A Conversa

Duas da manhã e um pedido de trégua. “Vamos sem brigar”. Ela não entendia que ele não a queria como amiga e ele não queria enxergar que ela não gostava dele. Ela queria um fã, ele precisava de um beijo. Foram assim mesmo.

Chegando lá, os dois se separaram no primeiro momento. Ele ficou seguindo-a com o olhar. Ela querendo encontrar alguém para poder provocá-lo. Ele bebia muito. Ela ria.

Ele era muito mais chato que ela, mas resolveu encontrar alguém para passar o tempo confiando que conseguiria ser agradável.

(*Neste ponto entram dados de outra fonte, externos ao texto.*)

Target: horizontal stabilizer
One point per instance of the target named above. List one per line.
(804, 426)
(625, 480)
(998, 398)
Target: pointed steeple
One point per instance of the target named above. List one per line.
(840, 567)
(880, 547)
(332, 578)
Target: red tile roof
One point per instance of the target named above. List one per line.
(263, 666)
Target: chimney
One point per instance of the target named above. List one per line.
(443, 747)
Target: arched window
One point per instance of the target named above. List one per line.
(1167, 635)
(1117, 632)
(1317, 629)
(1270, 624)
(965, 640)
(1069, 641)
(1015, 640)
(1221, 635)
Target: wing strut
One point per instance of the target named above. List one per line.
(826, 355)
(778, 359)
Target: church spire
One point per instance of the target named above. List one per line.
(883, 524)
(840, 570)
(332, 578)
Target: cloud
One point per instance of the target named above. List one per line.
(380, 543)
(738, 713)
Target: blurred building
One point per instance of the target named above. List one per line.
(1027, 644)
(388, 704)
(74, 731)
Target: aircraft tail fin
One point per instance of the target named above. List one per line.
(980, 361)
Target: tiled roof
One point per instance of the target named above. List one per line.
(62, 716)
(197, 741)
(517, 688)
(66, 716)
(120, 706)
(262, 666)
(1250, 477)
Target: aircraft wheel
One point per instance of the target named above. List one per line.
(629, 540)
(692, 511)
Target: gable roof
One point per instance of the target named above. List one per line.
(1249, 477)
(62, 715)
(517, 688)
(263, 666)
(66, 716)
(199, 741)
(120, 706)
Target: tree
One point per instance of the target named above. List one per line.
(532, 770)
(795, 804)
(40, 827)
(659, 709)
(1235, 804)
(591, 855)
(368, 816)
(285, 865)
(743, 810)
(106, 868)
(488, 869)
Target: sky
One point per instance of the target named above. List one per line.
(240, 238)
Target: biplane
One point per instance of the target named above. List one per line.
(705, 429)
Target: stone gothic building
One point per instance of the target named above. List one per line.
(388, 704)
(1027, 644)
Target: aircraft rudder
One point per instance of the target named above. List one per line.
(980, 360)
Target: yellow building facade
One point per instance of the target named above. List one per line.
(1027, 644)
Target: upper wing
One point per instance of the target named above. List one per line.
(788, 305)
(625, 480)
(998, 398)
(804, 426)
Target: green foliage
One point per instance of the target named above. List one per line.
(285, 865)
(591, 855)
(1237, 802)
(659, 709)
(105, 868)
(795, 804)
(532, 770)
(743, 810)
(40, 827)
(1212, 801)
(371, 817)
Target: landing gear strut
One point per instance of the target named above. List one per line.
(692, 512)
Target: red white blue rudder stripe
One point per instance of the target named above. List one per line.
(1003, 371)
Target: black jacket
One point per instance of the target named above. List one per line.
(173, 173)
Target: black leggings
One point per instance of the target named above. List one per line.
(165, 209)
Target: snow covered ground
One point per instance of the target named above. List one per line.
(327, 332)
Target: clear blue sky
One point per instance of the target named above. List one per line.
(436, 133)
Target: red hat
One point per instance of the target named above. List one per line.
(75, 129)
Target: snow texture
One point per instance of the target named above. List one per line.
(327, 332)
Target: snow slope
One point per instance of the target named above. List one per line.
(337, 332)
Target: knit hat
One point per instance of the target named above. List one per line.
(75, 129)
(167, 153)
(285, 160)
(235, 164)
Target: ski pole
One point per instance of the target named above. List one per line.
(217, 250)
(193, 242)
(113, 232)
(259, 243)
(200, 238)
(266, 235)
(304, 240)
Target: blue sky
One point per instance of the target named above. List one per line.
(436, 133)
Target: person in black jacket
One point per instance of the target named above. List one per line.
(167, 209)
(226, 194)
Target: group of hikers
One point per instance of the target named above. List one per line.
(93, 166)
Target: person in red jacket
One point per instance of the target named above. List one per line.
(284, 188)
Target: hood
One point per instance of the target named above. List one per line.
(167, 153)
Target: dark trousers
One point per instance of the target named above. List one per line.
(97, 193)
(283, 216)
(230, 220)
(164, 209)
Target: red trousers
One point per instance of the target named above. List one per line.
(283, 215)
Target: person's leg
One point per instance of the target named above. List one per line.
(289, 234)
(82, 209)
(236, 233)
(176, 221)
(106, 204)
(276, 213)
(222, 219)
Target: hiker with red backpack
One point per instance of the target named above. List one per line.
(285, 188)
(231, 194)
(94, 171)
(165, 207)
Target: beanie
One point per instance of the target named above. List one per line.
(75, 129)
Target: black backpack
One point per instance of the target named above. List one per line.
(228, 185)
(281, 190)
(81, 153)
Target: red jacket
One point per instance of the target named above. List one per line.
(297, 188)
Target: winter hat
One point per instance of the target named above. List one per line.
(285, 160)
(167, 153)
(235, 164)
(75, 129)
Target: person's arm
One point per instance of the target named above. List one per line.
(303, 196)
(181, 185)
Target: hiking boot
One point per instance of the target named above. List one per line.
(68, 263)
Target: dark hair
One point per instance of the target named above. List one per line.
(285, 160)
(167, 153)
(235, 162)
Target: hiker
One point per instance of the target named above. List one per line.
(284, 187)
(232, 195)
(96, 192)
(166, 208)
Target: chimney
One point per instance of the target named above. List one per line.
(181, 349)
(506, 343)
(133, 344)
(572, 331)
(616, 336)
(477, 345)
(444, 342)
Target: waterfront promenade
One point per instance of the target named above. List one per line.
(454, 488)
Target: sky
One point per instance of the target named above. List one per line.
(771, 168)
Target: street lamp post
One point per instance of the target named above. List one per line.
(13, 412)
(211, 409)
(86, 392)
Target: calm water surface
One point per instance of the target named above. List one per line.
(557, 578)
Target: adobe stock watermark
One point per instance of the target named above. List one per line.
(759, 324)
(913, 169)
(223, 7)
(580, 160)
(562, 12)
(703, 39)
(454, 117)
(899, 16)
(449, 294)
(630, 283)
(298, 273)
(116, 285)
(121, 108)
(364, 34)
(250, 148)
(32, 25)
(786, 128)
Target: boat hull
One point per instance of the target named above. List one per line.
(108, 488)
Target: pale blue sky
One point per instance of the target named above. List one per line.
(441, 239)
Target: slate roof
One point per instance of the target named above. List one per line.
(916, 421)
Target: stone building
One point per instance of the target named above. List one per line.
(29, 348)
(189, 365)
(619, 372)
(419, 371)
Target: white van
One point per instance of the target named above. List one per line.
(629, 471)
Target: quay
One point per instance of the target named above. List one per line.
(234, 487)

Os conhecidos vinham cumprimentá-lo, perguntavam como ele estava, mas ele... Ele não estava nada bem. Ela dança agora e parecia estar de fato interessada no dançarino. Ela foi ao banheiro. Ele se aproximou de cara, engoliu seco e perguntou:

– Você dança profissionalmente?

– Não. Só quando estou bêbado.

– Mas deveria. Você é talentoso e só os medíocres deveriam beber.

- E você, faz o quê?

– Eu? - não queria falar de si próprio. – Eu só pergunto.

– Eu só perguntei porque acho que você deve ser talentoso em alguma coisa. Você é triste.

– São sinônimos?

– Quase sempre. Nota-se pela qualidade de suas perguntas. De fato, ele não estava acostumado a conversas muito profundas, não por não gostar, mas por não suportarem o modo como ele entendia “aprofundar uma conversa”. Um chato.

– Você não é chato. O chato não se acha chato.

– Então, todos que não me suportam é que são chatos?

– Com certeza.

Ela passou por eles e não gostou do que viu. O dançarino tentou chamá-la, mas ela fingiu que não ouviu e foi com as meninas.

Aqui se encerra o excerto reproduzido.